The capability footprint differs most on vision: Qwen3.5-27B, multimodal input: Qwen3.5-27B, reasoning mode: Qwen3.5-27B, function calling: Qwen3.5-27B, and tool use: Qwen3.5-27B. Both models share structured outputs, so the practical split is not just feature count. Use those differences to decide whether the page is about raw model quality, agentic coding support, multimodal ingestion, or predictable structured API behavior.

For cost, Phi-4 14B lists $0.07/1M input and $0.14/1M output tokens on the cheapest tracked provider, while Qwen3.5-27B lists $0.20/1M input and $1.56/1M output tokens on the cheapest tracked provider. A 70/30 input-output blend puts Phi-4 14B lower by about $0.52 per million blended tokens. Availability is 3 providers versus 4, so concentration risk also matters.

Choose Phi-4 14B when provider fit and lower input-token cost are central to the workload. Choose Qwen3.5-27B when reasoning depth, larger context windows, and broader provider choice are more important. For production, rerun your own prompts through the exact provider, region, and tool stack you plan to ship.

FAQ

Which has a larger context window, Phi-4 14B or Qwen3.5-27B?

Qwen3.5-27B supports 262k tokens, while Phi-4 14B supports 16k tokens. That gap matters most for long documents, large codebases, retrieval-heavy agents, and conversations where earlier context must remain visible. Use this as a quick comparison signal, then confirm the provider-specific limits before committing to production.

Which is cheaper, Phi-4 14B or Qwen3.5-27B?

Phi-4 14B is cheaper on tracked token pricing. Phi-4 14B costs $0.07/1M input and $0.14/1M output tokens. Qwen3.5-27B costs $0.20/1M input and $1.56/1M output tokens. Provider discounts or batch pricing can still change the final bill.
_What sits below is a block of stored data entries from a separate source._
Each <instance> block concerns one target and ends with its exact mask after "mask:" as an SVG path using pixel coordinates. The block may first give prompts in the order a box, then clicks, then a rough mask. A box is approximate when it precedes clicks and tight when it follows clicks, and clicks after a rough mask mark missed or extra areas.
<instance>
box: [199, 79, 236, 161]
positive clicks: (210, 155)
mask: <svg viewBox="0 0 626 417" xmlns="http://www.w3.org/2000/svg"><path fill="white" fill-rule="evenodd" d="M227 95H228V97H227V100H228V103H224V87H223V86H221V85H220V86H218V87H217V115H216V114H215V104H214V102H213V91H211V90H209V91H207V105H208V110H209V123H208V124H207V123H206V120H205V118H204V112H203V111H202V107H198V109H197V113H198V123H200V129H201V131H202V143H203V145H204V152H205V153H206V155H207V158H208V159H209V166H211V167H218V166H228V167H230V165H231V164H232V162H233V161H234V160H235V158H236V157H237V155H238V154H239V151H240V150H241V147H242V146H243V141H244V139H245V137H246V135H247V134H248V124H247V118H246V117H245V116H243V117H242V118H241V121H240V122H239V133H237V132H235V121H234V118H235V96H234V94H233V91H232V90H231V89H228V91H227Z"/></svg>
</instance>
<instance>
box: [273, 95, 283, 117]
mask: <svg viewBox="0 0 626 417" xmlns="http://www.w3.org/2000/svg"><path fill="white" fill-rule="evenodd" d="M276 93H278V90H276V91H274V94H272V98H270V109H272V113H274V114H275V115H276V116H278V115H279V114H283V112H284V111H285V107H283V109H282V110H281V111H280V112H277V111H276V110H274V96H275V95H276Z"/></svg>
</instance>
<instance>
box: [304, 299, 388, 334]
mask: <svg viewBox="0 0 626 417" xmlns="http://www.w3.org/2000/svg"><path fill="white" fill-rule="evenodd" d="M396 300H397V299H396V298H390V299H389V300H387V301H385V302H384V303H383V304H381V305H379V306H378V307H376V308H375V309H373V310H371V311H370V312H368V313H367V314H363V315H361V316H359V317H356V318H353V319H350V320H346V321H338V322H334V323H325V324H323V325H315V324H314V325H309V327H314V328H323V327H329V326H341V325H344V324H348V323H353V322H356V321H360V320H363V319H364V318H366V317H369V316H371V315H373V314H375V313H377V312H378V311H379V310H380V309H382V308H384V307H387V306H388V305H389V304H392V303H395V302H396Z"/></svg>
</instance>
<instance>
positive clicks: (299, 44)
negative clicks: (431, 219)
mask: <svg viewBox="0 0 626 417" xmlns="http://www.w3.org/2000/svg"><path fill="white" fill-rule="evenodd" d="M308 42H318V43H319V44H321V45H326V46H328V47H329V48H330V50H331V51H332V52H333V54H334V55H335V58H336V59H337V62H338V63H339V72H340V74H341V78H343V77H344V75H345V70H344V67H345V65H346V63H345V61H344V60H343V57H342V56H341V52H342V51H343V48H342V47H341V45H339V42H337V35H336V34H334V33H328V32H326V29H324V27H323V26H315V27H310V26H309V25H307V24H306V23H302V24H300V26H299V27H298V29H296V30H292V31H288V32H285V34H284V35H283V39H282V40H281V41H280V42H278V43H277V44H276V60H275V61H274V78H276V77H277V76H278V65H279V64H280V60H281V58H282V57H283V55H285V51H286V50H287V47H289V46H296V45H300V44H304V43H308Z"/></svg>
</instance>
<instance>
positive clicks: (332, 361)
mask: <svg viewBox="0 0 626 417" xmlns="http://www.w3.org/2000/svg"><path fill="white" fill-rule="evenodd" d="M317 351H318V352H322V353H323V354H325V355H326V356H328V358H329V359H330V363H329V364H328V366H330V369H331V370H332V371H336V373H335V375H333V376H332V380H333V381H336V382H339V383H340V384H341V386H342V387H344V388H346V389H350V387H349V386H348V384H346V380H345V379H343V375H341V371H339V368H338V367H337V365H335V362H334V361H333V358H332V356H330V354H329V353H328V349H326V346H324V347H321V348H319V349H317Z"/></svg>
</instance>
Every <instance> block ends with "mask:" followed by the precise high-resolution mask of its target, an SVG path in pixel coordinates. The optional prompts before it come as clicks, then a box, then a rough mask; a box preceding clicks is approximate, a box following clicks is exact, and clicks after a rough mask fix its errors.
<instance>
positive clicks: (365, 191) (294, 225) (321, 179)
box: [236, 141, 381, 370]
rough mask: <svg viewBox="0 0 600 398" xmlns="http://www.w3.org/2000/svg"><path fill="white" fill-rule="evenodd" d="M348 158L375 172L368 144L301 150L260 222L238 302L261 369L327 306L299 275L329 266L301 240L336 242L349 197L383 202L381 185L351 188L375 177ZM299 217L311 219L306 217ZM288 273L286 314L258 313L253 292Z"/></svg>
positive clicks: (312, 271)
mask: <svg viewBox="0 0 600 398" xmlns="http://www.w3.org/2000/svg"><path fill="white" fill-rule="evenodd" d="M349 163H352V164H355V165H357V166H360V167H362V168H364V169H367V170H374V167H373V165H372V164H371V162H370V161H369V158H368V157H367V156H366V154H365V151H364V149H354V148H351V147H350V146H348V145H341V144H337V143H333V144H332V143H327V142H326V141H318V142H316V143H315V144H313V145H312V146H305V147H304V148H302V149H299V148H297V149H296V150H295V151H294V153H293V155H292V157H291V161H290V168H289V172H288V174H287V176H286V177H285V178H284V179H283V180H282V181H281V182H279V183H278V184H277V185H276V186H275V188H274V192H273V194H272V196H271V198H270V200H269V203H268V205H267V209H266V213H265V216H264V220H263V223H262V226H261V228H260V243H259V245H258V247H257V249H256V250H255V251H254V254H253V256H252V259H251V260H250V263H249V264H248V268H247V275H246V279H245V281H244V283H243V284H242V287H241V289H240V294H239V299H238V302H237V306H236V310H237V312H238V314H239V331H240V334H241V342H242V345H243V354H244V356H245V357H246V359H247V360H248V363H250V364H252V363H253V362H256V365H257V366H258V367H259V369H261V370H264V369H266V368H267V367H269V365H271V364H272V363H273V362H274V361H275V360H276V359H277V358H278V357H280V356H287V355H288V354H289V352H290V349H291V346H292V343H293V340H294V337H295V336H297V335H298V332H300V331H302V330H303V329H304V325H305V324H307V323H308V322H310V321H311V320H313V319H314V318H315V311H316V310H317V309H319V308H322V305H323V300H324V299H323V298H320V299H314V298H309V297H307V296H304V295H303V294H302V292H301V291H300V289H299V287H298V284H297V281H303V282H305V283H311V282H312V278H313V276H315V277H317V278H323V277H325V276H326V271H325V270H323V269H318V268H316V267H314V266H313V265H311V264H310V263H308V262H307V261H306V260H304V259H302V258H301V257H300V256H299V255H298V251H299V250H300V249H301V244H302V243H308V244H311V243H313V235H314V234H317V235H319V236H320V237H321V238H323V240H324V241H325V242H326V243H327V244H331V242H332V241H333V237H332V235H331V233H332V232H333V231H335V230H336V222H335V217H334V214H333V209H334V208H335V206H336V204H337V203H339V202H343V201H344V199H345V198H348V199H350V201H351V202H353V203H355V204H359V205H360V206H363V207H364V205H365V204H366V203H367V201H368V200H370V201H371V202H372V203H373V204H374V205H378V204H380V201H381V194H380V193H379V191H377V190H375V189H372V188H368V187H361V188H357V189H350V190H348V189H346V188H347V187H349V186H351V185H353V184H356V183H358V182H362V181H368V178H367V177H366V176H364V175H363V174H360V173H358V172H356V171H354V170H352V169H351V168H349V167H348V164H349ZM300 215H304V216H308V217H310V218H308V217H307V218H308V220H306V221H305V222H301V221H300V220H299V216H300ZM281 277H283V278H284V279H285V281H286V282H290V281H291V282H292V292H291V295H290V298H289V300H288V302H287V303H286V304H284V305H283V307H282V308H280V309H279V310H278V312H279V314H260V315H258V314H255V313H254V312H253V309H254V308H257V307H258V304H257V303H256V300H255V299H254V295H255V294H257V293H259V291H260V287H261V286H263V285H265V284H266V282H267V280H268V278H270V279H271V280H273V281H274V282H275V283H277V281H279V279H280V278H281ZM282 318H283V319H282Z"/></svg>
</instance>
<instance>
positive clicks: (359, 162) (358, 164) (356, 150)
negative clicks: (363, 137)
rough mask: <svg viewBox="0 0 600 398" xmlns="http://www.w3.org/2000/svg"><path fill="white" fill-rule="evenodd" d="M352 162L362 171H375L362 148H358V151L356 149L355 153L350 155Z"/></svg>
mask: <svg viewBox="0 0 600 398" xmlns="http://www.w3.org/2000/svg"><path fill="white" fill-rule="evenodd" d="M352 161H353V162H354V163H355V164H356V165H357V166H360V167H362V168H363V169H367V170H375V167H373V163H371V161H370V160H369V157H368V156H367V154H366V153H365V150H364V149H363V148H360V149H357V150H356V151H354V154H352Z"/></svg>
Is Phi-4 14B or Qwen3.5-27B open source?

Phi-4 14B is listed under Open Source. Qwen3.5-27B is listed under Apache 2.0. License labels affect whether you can self-host, redistribute weights, or rely only on hosted APIs, so confirm the upstream license before deployment.

Which is better for vision, Phi-4 14B or Qwen3.5-27B?

Qwen3.5-27B has the clearer documented vision signal in this comparison. If vision is mission-critical, validate it against the provider endpoint because model-level support and API-level exposure can differ. Use this as a quick comparison signal, then confirm the provider-specific limits before committing to production.

Which is better for multimodal input, Phi-4 14B or Qwen3.5-27B?

Qwen3.5-27B has the clearer documented multimodal input signal in this comparison. If multimodal input is mission-critical, validate it against the provider endpoint because model-level support and API-level exposure can differ.

Where can I run Phi-4 14B and Qwen3.5-27B?

Phi-4 14B is available on OpenRouter, Fireworks AI, and Microsoft Foundry. Qwen3.5-27B is available on DeepInfra, OpenRouter, Alibaba Cloud PAI-EAS, and Novita AI. Provider coverage can affect latency, region availability, compliance posture, and fallback options.

Continue comparing

Last reviewed: 2026-05-22. Data sourced from public model cards and provider documentation.